I haven't actually heard of a case where someone has been blocked from posting say, a blog post, by a publishing contract. Even though I have seen contracts which would effectively force the writer to ask permission before publishing a blog post. I have seen cases where even years after a book was published, an author was sued for breach of non-compete for writing another book on a similar topic. These clauses are being added, in no small part, to lock writers in to a specific publisher. They prevent indie publishing. They prevent writers from looking around at other publishers. And if you sign the contract, you've agreed to those terms.

At the very least, if you're going to try this thing and they offer you a contract, DO hire a good lawyer to vet the contract before signing. Don't assume you can spot the nastier clauses by yourself.


----------



## Steerpike (Sep 23, 2012)

Non compete clauses unlimited in time and geographic scope (i.e. they can control everything you write for the rest of your life) are not enforceable in New York or any other U.S. jurisdiction I know of.


----------



## Kevin O. McLaughlin (Sep 23, 2012)

But they generally are limited in scope and duration.

Duration is duration of contract, which remains in effect for as long as the work is available through major retail channels. I.e., effectively forever, for ebooks. The fact that the nature of the business will extend contract duration to "forever" may or may not be relevant when the case comes to court. (Edited to add: and it's not forever even then, as copyright expires at author's death plus seventy years. So effectively, the longest any publishing contract lasts is duration of copyright.)

Scope is often limited by words like "competing works" or "works which compete with the Work". Clauses written like that mean your blog posts are ok, but defining what work "competes with" another work is difficult.

And the bottom line is, even if the clause is unenforceable (the lawyer writing the Passive Voice blog believes many are not, if they were tested in court), you still need to hire a lawyer and burn a lot of hours dealing with a major court battle to prove that.
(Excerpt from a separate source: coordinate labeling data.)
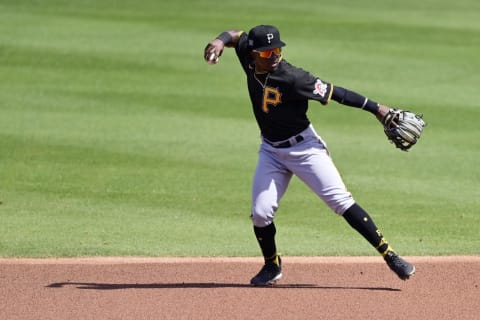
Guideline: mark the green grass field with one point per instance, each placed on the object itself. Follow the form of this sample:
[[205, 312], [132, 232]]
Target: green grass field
[[117, 139]]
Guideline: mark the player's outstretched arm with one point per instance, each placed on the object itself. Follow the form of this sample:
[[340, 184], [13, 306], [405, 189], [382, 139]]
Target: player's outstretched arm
[[214, 48]]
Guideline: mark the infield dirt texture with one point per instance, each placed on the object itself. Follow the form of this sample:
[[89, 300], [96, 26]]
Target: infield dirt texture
[[217, 288]]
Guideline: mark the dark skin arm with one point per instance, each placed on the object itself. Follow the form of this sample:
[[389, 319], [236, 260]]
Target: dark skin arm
[[216, 46]]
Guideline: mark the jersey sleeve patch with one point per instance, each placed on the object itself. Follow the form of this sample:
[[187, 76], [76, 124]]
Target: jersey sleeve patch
[[321, 88]]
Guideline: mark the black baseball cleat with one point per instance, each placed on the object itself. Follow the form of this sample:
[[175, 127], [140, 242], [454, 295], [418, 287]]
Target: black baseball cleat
[[402, 268], [268, 275]]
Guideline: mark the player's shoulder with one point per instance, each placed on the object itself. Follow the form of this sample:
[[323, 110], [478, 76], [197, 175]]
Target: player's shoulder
[[291, 72]]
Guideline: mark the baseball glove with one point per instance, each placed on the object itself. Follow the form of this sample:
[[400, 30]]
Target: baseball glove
[[403, 128]]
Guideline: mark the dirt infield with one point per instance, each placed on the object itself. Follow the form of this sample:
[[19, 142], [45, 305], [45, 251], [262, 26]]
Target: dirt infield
[[217, 288]]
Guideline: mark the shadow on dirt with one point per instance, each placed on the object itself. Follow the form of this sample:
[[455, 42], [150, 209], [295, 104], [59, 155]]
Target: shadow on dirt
[[202, 285]]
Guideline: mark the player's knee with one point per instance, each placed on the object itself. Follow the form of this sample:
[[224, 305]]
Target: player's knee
[[340, 204]]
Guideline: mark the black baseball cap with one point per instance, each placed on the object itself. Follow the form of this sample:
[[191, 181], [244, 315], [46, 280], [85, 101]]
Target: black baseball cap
[[264, 37]]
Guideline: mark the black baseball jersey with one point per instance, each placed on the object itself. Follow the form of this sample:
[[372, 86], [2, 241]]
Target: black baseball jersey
[[280, 98]]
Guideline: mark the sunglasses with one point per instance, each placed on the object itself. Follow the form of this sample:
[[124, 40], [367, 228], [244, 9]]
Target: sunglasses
[[268, 53]]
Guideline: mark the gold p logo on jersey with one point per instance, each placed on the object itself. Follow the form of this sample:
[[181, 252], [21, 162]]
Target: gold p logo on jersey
[[271, 96]]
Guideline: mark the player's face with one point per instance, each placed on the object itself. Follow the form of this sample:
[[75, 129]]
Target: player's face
[[267, 61]]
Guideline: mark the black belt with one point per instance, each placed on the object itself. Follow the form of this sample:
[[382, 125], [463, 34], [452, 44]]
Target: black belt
[[284, 144]]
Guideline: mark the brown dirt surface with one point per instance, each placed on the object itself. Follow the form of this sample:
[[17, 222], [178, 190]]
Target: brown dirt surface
[[217, 288]]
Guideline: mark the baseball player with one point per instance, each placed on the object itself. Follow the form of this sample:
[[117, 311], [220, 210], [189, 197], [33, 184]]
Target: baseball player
[[279, 93]]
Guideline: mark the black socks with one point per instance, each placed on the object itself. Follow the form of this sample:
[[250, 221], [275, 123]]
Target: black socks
[[266, 240], [359, 219]]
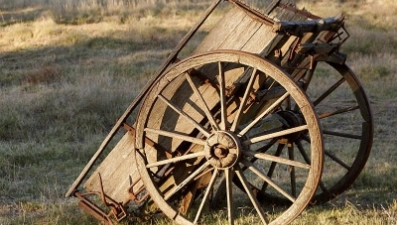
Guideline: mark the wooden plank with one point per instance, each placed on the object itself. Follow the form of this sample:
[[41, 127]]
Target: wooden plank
[[222, 29], [117, 171]]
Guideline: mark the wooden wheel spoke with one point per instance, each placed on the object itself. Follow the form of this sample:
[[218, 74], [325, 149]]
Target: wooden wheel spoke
[[206, 195], [336, 112], [337, 160], [243, 101], [280, 148], [168, 195], [207, 111], [186, 116], [267, 179], [344, 135], [264, 114], [274, 135], [329, 91], [303, 151], [176, 135], [277, 159], [229, 195], [176, 159], [252, 197], [222, 96], [292, 170]]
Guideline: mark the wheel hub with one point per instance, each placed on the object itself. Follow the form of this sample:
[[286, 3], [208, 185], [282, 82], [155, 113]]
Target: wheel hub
[[222, 150]]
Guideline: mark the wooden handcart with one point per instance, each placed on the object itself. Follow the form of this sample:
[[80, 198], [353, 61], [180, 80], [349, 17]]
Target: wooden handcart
[[264, 114]]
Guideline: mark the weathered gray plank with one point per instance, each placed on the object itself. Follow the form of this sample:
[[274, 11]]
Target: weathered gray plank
[[117, 171]]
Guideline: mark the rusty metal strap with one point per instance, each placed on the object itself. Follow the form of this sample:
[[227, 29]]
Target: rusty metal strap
[[254, 14], [303, 12], [298, 28]]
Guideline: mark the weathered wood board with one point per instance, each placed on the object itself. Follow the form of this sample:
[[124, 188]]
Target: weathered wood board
[[117, 171]]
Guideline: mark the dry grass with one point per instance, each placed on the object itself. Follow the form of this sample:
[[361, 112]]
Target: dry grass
[[68, 69]]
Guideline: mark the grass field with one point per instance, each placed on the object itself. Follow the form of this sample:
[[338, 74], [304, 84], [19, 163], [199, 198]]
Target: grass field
[[69, 69]]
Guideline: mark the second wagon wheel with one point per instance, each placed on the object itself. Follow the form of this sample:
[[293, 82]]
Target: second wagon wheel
[[345, 114], [198, 129]]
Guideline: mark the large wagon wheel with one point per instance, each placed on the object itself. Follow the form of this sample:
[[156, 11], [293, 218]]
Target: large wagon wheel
[[345, 114], [200, 125]]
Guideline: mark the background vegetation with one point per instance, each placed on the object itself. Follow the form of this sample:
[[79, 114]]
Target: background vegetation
[[69, 68]]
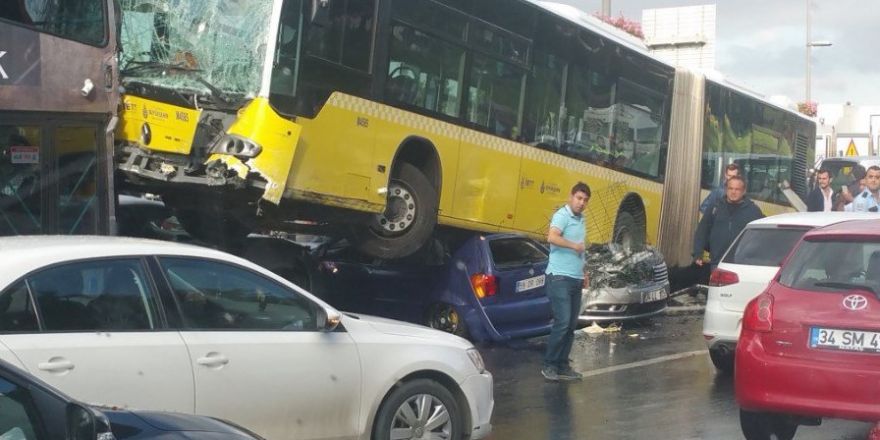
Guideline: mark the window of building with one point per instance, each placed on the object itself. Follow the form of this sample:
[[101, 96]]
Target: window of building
[[20, 180], [77, 156], [80, 20]]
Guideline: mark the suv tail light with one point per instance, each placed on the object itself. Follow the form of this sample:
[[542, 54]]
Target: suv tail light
[[721, 277], [758, 316], [484, 285]]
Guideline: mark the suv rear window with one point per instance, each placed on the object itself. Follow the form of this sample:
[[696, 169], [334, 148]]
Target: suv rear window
[[833, 266], [511, 252], [763, 246]]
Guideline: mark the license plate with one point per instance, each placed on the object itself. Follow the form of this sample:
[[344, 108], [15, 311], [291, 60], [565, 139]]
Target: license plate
[[847, 340], [654, 295], [529, 283]]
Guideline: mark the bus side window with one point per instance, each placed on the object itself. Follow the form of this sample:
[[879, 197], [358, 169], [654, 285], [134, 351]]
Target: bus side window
[[495, 96]]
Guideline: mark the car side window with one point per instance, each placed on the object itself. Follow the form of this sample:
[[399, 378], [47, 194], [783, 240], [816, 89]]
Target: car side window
[[218, 296], [18, 415], [95, 295], [512, 252], [17, 312]]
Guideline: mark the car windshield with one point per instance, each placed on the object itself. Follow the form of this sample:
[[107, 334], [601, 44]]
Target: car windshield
[[209, 47], [834, 266], [763, 246]]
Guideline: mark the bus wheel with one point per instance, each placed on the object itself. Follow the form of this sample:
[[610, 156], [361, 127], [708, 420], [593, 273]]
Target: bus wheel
[[408, 220], [627, 232]]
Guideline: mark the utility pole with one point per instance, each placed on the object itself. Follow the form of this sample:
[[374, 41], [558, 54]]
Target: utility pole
[[810, 45]]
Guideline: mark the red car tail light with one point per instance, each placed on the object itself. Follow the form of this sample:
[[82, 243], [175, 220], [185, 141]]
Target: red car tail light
[[484, 285], [758, 316], [721, 277]]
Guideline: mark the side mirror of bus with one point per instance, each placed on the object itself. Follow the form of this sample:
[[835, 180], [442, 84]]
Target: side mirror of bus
[[320, 13]]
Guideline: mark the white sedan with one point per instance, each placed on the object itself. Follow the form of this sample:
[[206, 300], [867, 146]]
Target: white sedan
[[746, 269], [155, 325]]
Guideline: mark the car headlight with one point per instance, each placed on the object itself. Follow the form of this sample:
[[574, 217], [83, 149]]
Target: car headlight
[[476, 359], [236, 146]]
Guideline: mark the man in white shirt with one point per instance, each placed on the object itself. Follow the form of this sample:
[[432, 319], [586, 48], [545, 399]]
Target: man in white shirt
[[822, 197], [869, 199]]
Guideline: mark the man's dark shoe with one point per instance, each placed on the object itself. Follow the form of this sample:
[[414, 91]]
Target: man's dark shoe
[[549, 373], [568, 374]]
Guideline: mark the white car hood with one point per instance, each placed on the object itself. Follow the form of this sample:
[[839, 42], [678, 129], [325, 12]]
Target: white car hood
[[400, 328]]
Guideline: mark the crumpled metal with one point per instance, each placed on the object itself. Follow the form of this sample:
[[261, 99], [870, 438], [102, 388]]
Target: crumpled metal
[[612, 265]]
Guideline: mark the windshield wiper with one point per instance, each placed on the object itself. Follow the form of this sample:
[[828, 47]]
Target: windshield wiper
[[216, 92], [844, 285]]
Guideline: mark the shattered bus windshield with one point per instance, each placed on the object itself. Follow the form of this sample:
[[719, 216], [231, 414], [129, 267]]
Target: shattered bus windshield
[[207, 47]]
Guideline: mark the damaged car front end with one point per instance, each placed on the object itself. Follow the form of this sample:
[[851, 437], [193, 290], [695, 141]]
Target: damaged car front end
[[624, 284]]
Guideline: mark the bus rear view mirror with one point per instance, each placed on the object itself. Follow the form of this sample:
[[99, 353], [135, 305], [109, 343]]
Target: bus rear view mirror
[[320, 13]]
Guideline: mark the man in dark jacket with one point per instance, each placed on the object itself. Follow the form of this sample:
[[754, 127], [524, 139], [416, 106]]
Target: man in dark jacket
[[724, 221], [822, 198]]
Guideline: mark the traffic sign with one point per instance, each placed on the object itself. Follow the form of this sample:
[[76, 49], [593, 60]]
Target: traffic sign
[[851, 149]]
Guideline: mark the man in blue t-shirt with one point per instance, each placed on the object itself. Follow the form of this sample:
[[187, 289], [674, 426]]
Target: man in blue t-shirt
[[565, 279]]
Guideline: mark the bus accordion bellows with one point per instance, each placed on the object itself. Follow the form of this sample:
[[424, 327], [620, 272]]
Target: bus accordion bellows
[[382, 119]]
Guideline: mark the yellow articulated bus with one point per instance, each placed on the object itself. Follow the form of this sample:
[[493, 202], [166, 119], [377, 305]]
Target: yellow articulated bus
[[385, 118]]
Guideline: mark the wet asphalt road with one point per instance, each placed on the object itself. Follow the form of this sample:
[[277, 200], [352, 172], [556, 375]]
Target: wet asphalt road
[[645, 382]]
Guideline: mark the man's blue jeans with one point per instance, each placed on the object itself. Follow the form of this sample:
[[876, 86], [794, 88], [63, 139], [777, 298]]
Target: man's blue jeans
[[565, 303]]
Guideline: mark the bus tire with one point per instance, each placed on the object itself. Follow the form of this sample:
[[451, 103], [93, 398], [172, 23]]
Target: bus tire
[[408, 220], [627, 231]]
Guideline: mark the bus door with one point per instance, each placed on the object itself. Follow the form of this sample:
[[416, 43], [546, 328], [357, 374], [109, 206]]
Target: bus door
[[58, 98]]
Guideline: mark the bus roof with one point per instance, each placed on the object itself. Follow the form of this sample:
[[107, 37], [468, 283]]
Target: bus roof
[[588, 21]]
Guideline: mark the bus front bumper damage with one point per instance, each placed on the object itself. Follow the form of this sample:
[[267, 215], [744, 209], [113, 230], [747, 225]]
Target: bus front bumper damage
[[274, 140]]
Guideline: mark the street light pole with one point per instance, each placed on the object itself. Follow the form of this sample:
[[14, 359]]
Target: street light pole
[[807, 61], [810, 45], [872, 145]]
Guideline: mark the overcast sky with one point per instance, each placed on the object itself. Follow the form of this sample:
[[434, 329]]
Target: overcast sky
[[761, 44]]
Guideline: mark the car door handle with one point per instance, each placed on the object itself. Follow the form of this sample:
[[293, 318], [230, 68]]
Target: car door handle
[[56, 365], [213, 360]]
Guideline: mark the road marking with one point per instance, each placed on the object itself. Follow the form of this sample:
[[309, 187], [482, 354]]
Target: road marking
[[657, 360]]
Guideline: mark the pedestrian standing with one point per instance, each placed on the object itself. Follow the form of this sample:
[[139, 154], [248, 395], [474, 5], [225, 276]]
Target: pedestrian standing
[[717, 193], [822, 197], [848, 192], [565, 279], [724, 221], [869, 199]]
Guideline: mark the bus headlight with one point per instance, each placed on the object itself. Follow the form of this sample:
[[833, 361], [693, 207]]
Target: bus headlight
[[236, 146]]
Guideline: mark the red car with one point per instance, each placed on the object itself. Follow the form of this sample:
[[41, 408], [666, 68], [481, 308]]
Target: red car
[[810, 344]]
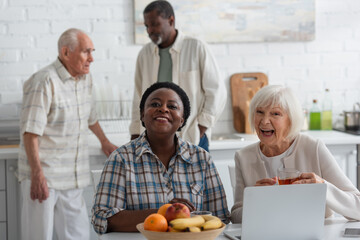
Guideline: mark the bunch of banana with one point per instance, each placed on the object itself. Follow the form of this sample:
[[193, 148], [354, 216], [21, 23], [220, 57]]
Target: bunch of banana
[[196, 223], [184, 223]]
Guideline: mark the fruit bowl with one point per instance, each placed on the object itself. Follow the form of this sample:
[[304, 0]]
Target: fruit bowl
[[204, 235]]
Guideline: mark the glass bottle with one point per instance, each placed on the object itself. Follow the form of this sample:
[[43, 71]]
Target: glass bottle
[[326, 114], [315, 116]]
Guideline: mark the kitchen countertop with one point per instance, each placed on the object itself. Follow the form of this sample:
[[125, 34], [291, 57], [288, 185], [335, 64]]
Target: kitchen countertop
[[223, 142]]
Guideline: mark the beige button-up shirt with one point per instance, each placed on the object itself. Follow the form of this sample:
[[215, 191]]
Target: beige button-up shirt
[[59, 109]]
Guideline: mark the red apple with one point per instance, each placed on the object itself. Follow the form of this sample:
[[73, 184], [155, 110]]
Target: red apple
[[177, 210]]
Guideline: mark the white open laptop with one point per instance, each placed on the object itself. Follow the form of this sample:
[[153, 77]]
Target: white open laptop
[[282, 213]]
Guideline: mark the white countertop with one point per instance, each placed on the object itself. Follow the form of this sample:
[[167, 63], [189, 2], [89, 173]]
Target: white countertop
[[229, 141], [333, 230]]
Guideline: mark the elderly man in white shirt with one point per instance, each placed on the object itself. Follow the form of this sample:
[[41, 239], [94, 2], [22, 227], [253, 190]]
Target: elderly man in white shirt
[[53, 161], [185, 61]]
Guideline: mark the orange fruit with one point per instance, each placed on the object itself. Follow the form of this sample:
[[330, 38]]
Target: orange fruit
[[156, 222], [163, 208]]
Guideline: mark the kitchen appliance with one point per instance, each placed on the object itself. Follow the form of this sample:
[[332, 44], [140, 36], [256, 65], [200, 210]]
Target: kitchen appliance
[[352, 118], [243, 88]]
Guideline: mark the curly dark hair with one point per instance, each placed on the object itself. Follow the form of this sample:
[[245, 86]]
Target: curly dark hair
[[163, 8], [182, 94]]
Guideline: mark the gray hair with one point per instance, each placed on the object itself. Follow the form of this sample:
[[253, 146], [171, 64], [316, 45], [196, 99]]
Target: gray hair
[[276, 95], [69, 39]]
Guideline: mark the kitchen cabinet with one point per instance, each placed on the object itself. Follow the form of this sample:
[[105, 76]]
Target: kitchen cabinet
[[9, 200], [2, 230]]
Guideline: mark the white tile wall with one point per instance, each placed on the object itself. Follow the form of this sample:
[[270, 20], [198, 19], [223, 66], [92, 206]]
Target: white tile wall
[[29, 31]]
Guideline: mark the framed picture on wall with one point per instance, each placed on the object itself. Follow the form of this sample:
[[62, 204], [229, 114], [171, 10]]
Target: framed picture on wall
[[226, 21]]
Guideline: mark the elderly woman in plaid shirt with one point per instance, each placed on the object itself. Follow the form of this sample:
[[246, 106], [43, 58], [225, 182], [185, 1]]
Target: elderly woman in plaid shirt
[[157, 168]]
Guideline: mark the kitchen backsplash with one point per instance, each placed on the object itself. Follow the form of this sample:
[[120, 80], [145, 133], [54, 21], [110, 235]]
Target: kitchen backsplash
[[28, 40]]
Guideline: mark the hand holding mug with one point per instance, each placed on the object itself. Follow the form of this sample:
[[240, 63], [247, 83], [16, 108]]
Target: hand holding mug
[[266, 182], [288, 175]]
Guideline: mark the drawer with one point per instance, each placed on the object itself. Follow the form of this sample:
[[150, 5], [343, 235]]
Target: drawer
[[2, 175], [2, 230], [2, 206]]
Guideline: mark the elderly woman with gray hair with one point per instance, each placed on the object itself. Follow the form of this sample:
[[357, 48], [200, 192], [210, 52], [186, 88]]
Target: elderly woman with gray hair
[[277, 117]]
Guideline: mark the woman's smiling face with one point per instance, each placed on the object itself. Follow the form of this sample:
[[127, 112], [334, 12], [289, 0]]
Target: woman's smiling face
[[163, 112], [272, 125]]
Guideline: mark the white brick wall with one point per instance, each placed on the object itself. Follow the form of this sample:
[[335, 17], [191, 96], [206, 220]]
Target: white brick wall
[[29, 31]]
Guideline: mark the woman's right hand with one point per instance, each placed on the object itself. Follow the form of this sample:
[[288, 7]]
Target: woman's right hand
[[266, 182]]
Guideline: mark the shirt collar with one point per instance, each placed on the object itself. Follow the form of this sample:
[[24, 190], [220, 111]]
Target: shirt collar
[[63, 73], [142, 146]]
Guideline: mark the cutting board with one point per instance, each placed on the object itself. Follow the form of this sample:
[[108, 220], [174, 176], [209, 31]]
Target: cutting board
[[243, 88]]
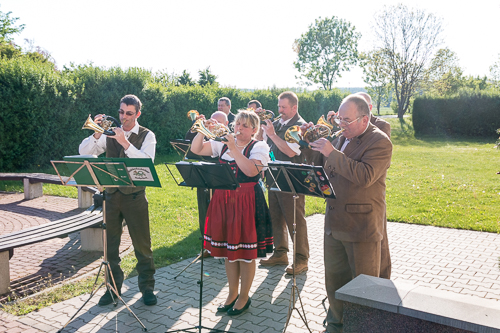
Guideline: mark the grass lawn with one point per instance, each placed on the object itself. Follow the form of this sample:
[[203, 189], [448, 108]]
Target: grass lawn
[[434, 181]]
Personally, I don't want to sign a contract with clauses that I *hope* are unenforceable. Y'know what I mean?


----------



## MichaelSullivan (Sep 23, 2012)

The Din said:


> -From what I understand, royalties seem to be 50/50 (though harper don't specify), so you cut your potential profit in half. (Which the added sales should rectify).



I highly doubt that.  I'm sure it will be industry standard which is 25% of net (17.5% of list price).  If they offered 50% of net (35% of list) the "standard" Harper Voyager authors would revolt.


----------



## MichaelSullivan (Sep 23, 2012)

Kevin O. McLaughlin said:


> I would avoid this offer like the plague, to be honest. My understanding of this "deal" is that basically:
> 
> - They are not offering advances.
> - They are acquiring both ebook AND print fits, although they plan to only execute on the ebook rights unless the book somehow happens to hit big. So most likely, you're losing print distribution, and gaining zero distribution over what any indie can acquire.
> ...



I agree that this should be avoided but I don't agree with everything you said.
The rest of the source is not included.